Das kann man jetzt noch nicht seriös sagen, aber es wird eine große Zahl der jetzt angestellten sein. Ebenfalls werden wir uns vom Großteil der Maschinen und technischen Anlagen trennen. Wichtig ist aber, dass es nicht von jetzt auf morgen ablaufen wird. Der Prozess wird über ein Jahr dauern, auch weil die aktuelle Ernte ja noch verarbeitet wird. Der Schritt fällt uns schwer, aber er ist notwendig. Wir tun alles, um die Betroffenen beim Übergang zu unterstützen.
Ihre VDP-Weine werden auch auf Schloss Staufenberg in der Ortenau angebaut und verarbeitet. Sie haben dort einen weiteren Winzereibetrieb. Wie ist der betroffen?

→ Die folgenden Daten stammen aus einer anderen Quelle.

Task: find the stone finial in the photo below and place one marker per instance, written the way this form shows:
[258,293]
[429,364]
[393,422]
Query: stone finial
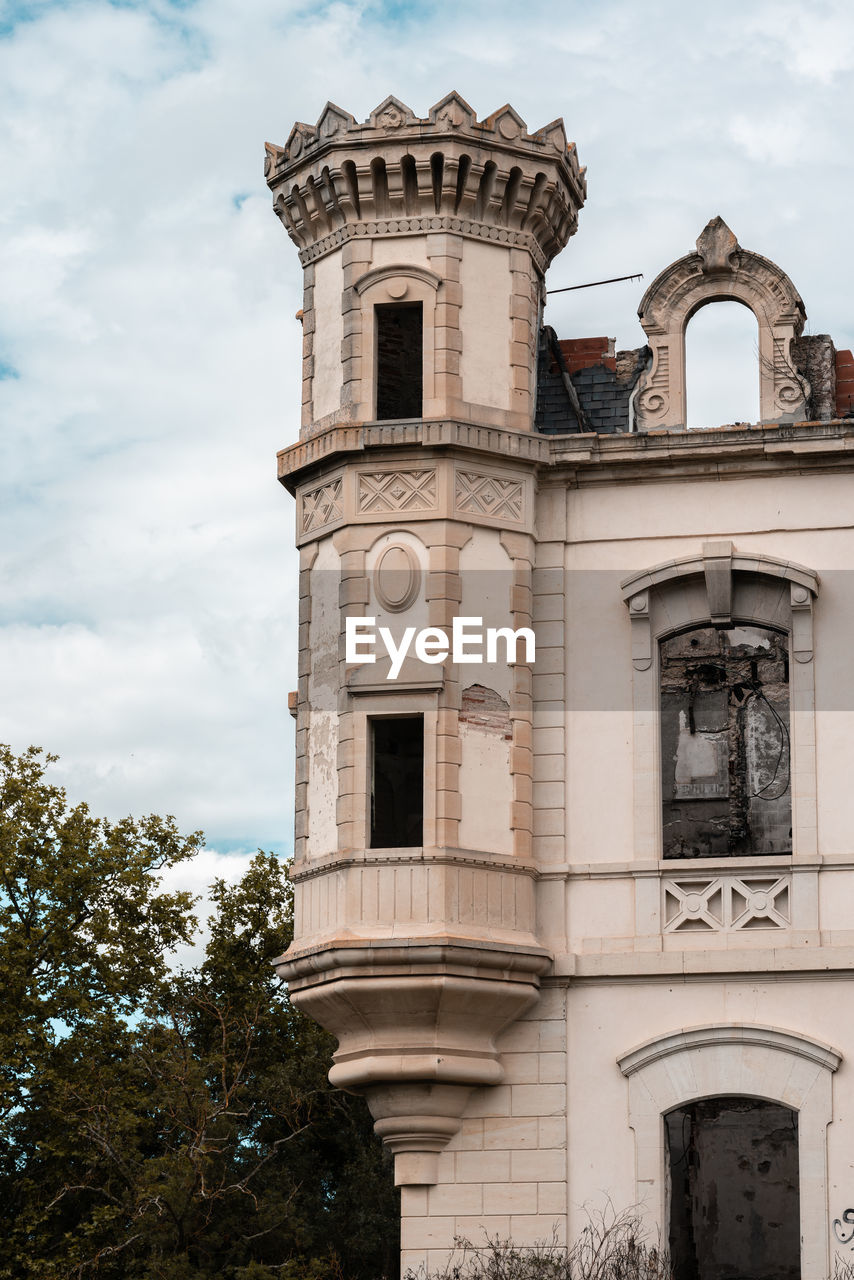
[716,245]
[398,174]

Der ist nicht betroffen. Die Rebflächen dort sind viel kleiner als am Bodensee und die Weinvermarktung erfolgt zum Großteil direkt ab Hof. In der Ortenau hat der Weintourismus einen anderen Stellenwert.

Der Markgraf von Baden bleibt also Winzer, aber nicht mehr am Bodensee?

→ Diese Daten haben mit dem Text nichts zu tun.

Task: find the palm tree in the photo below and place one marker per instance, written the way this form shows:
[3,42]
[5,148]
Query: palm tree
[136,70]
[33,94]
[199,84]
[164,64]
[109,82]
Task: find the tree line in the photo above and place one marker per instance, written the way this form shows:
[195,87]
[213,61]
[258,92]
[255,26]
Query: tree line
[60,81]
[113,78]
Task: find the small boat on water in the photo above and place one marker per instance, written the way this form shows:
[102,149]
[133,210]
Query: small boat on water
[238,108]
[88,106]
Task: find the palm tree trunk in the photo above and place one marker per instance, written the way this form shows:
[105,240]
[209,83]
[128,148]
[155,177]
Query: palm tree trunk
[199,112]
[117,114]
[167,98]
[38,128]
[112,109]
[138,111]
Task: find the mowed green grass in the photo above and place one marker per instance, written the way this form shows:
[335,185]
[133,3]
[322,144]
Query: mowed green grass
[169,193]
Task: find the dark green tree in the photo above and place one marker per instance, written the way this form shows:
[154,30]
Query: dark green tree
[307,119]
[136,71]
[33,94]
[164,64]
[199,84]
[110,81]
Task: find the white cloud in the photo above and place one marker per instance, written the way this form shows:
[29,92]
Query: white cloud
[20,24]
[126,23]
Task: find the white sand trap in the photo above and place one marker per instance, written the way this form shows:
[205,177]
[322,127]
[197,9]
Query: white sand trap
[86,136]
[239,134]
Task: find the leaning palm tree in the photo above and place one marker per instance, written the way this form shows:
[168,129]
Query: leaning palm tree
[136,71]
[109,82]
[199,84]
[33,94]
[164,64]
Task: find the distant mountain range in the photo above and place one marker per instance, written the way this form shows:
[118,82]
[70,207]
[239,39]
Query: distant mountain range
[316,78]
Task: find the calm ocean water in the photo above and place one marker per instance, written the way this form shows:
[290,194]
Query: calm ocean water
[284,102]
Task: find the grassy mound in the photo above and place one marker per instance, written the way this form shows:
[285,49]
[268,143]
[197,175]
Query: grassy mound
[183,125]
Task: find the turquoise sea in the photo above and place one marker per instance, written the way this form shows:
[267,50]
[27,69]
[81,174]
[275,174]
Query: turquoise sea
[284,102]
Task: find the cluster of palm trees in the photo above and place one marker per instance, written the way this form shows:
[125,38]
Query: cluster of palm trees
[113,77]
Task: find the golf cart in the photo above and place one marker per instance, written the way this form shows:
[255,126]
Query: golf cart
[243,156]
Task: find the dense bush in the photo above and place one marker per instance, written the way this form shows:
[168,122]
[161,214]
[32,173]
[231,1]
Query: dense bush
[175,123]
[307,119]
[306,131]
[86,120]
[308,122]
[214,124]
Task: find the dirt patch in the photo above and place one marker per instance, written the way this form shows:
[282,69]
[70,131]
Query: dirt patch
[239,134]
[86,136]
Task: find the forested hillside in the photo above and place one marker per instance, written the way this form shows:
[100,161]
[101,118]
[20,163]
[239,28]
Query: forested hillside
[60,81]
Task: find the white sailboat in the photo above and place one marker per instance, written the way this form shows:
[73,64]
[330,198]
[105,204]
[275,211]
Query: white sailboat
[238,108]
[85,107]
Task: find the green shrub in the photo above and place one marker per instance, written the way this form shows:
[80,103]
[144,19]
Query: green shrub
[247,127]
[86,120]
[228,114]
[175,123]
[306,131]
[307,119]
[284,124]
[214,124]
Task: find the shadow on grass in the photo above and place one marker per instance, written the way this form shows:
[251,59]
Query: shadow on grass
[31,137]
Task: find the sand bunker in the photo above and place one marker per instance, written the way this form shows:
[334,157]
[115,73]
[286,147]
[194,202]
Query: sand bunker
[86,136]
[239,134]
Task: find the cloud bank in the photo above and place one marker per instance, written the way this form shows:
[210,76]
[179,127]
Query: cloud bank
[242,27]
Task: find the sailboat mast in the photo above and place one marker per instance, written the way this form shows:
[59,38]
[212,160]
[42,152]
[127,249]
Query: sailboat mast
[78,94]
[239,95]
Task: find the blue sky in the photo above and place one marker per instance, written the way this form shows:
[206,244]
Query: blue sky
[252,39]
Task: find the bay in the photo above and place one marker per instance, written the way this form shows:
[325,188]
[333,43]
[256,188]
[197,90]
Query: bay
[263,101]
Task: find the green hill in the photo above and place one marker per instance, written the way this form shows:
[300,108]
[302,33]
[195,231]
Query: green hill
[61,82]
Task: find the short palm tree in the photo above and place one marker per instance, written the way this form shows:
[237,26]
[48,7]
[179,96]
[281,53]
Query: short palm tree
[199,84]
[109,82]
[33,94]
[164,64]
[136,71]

Auch am Bodensee bleibt die Bodensee-Linie mit dem Erfolgsschlager Bodensee Secco bestehen. Wir fahren einen Teil des Geschäfts am See zurück, das stimmt. Aber wir stärken damit den ökologischen Landbau in der Region.
Wie wichtig ist der mittlerweile für Sie?
Gemessen an der Fläche hat die Forstwirtschaft unsere größte Bedeutung, gefolgt von unserem landwirtschaftlichen Öko-Betrieb, den wir nach Naturland-Kriterien bewirtschaften. Dann erst kommt die Weinerzeugung.
Im Ökolandbau wollen sie klimapositiv wirtschaften. Klappt das?
Ja, darauf arbeiten wir hin und sind auf gutem Weg. Wir gehen bei der Bodenbewirtschaftung und Fruchtfolge weit über die Naturland-Vorgaben hinaus. Das kostet Geld, aber ich bin überzeugt, dass es das Richtige ist. Mein Erweckungserlebnis war, als ich vor Jahren auf einem Acker stand, der durch konventionelle Bewirtschaftung in einer Generation mehr als einen Meter Humus verloren hat. Das darf so nicht weitergehen, der Boden ist unser wichtigstes Gut.
Heute bauen wir Humus auf, speichern CO2 und können teils 20 Prozent mehr Wasser als vor einigen Jahren aufnehmen. Und die Biodiversität ist stark angestiegen. Wir schaffen da produktive Klimalandschaften, die noch dazu wunderschön sind!